Limitations & Future Work

  • 3D bounding box prediction remains a challenge, as DINOv2 features lack fine-grained geometric details.
  • Currently only validated on SD v1.5; scalability to larger models (SDXL, SD3) remains unknown.
  • Segmentation quality in extremely dense or occluded scenes still has room for improvement.
  • The number of register slots (77) is determined by the SD text encoder; changing models requires re-designing this component.
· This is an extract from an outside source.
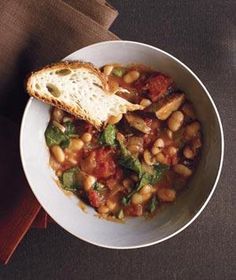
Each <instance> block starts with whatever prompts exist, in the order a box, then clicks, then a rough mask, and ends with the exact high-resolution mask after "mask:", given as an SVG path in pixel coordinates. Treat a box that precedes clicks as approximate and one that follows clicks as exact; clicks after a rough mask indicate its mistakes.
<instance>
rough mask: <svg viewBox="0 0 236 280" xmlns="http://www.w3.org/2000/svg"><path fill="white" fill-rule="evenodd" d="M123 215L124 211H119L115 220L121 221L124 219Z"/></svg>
mask: <svg viewBox="0 0 236 280" xmlns="http://www.w3.org/2000/svg"><path fill="white" fill-rule="evenodd" d="M124 217H125V215H124V211H123V209H120V211H119V212H118V215H117V218H118V219H120V220H122V219H124Z"/></svg>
  • Methods like DINOSAUR and SPOT improve OCL starting from self-supervised features, whereas CODA improves OCL from the diffusion model decoder side.
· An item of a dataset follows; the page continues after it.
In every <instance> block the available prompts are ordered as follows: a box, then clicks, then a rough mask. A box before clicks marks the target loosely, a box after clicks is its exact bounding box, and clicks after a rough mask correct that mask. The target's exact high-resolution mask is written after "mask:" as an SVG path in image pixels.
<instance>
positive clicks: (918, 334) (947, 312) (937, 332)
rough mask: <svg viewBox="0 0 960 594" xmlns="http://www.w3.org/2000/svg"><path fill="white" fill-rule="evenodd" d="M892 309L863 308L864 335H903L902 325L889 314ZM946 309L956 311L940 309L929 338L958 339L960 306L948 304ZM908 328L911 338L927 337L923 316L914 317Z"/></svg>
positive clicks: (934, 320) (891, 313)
  • The idea of register tokens in ViT can be transferred to more scenarios requiring attention competition.
  • The design logic of the contrastive alignment objective can be generalized to other slot-based generative tasks (e.g., video object-centric learning).

Rating

  • Novelty: ⭐⭐⭐⭐ The combined design of Register Slots and contrastive alignment is novel, although individual techniques have precursors.
  • Experimental Thoroughness: ⭐⭐⭐⭐⭐ Very comprehensive, covering synthetic and real-world datasets, object discovery, attribute prediction, compositional generation, and ablations.
  • Writing Quality: ⭐⭐⭐⭐⭐ Clear theoretical derivations, thorough experimental presentation, and highly informative figures.
  • Value: ⭐⭐⭐⭐ Makes a substantial contribution to the OCL community with a simple, efficient method that is easy to reproduce in existing frameworks.